ロードスター
2005年 06月 17日
仙台に異動することが決まったとき、初めて車を買おうと思った。
地方都市なのでセミナーにお呼びする方を空港などへお迎えすることが必要だろうと考えたからだ。
東京にしろ、ロンドンにしろ、パリにしろ、ニューヨークにしろ、大都会といわれる地域ではいちいち空港まで迎えに行くのはえらくたいへんなのでそういう習慣はないが、その他の都市では必ずお迎えに来て下さる。
方向音痴の私としては現地でアテンドして下さるととても有り難いので、自分も相手にはそうしたいと思う。
で、さあどの車にしようかと考えたときに、真っ先に頭に浮かんだのが、当時ちょうど発売されたばかりのマツダのロードスターの2代目のもの。
しかもカタログカラー(当時)である「エボリューションオレンジ」、これしかないと思った。
(どこが「革命」なんだか「進化」なんだかわかりませんが、メタリックでオレンジ色を茶色よりに渋くしたような色です。)
車が私を呼んでいる、そんな感じである。
この車はアメリカは「ミアータ」という名前で売られていて、イメージとしては「秘書さんが通勤に使う車」なんだそうな。
この「ミアータ」という言葉の響きが好きだ。
さて、そのころ東大にいた、現熊本大のSさんが「大隅さん、仙台に行ったら車、必要でしょ。」と言うので、「うん、もちろん決めたよ。」
「何にしました?」(彼はかなり車にウルサイほう)
「ロードスター」
「マツダの?」
「そう。何かいけない?」
「だって、屋根が幌でしょ?」
「うん、そうだけど(ニコニコマーク)」
「仙台、雪、降りません?」
「・・・!!!(焦っている顔マーク)」
「屋根に雪が積もると、車、つぶれますよ」
車はもう決めてしまっていたので、仙台で住むところを探す際の第一条件が「地下駐車場のあるところ」になった。
幸いそういうアパートが見つかったので良かったが、引っ越してみると仙台市内ではそこまで雪が降る訳ではないことが判明。
やれやれ・・・
仙台の市街地、とくに駅の西側は第二次世界大戦の際に空襲を受けているので、戦後整備されたために道路が広い。
また駐車場の区画も(東京より)広いので有り難い。
縦列駐車をする必要はほとんどない(私にとっての例外は、東北大教養部のキャンパスの来訪者駐車場。ここは仙台基準を満たしていない)。
素晴らしく快適なカーライフ!
…だが一つだけ問題があった。
それは、ロードスターは2人乗りであるということだ。
当初の目的であった「空港へのお迎え」は、客人が一人のときのみ可能であり、ご夫婦等でいらっしゃる際には別の手段を考えなければならない。

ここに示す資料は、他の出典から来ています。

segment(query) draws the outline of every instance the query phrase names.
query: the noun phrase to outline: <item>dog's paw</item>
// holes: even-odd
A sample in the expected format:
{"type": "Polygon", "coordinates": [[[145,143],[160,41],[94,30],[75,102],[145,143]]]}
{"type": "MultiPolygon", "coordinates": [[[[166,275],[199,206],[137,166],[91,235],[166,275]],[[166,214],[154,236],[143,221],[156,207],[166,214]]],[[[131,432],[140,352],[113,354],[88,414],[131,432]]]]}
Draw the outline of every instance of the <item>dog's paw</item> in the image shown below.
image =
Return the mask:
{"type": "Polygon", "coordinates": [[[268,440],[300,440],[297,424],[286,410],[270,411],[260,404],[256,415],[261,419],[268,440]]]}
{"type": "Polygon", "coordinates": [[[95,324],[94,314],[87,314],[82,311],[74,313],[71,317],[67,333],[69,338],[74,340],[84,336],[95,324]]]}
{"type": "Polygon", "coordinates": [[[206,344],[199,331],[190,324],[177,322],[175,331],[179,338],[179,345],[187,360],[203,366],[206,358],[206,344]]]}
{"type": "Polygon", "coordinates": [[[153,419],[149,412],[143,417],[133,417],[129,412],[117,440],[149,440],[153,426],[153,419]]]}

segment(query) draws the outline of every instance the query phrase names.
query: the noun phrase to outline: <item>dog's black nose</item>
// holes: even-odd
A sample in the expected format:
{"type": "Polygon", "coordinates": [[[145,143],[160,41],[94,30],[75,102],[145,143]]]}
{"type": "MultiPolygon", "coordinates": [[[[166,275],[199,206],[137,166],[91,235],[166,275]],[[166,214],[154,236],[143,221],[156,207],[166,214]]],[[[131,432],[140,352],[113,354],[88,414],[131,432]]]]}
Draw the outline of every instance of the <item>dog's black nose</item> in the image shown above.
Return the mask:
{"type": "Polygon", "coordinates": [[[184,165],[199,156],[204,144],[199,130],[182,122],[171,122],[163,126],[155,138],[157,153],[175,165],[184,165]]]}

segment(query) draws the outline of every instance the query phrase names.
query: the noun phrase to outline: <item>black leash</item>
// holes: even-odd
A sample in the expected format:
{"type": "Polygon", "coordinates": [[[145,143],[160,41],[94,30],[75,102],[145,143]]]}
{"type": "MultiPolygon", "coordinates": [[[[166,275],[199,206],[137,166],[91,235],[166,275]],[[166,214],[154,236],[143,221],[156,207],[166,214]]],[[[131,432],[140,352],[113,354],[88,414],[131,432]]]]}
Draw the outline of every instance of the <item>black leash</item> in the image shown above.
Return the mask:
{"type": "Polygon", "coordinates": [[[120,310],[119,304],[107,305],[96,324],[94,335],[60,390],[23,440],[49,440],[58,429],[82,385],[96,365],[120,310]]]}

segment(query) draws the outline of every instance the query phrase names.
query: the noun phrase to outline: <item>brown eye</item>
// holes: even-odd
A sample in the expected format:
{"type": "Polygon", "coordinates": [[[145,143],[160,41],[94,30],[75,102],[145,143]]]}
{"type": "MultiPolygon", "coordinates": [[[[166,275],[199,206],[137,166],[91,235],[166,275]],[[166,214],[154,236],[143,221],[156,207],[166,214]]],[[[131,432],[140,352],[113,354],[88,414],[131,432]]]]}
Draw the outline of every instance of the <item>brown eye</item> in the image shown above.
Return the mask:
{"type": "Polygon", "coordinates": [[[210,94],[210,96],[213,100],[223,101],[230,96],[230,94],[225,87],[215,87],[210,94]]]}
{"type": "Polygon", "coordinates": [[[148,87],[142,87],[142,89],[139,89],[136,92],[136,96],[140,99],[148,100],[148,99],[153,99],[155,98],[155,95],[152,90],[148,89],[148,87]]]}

(例えば、学生の車を調達するなど。軽でも4人乗れるなんて素晴らしい!)
うちの両親もセットで来るとなると(学生をかり出す訳にはいかないので)タクシーが必要。
「そんなこと、最初から分かるでしょうに・・・」というツッコミの声が聞こえそうだが、とにかく「クルマに惚れた」のだ。
…といっても私はクルマには冷たい。
うちのラボで同様に2人乗りの車に乗っている車好きのスタッフがいて、ときどき大学の駐車場で野ざらしになっているのを見て「駄目ですよ、ちゃんと磨いてあげなきゃ・・・」と言われる。
「うーーーん、そういうの、苦手なんだよねー」
「じゃあ、ガソリンスタンドに連れて行けばやってくれますよ」
「うん、たまにね・・・」
「タイヤもスプレーをかけるとピカピカになりますよ」
「そうね・・・」
ミアータは好きだが、走り屋ではないし、車を改造するなんてこともない。
(でも、車線の先頭が空いていると、ついそちらに移動する傾向有り。)
スポーティーなスタイルなので、いわゆる「スポーツ車」だと勘違いされる方が多いが、この車は「イギリスの田園を60 kmくらいでゆったりと流す」のが似合う。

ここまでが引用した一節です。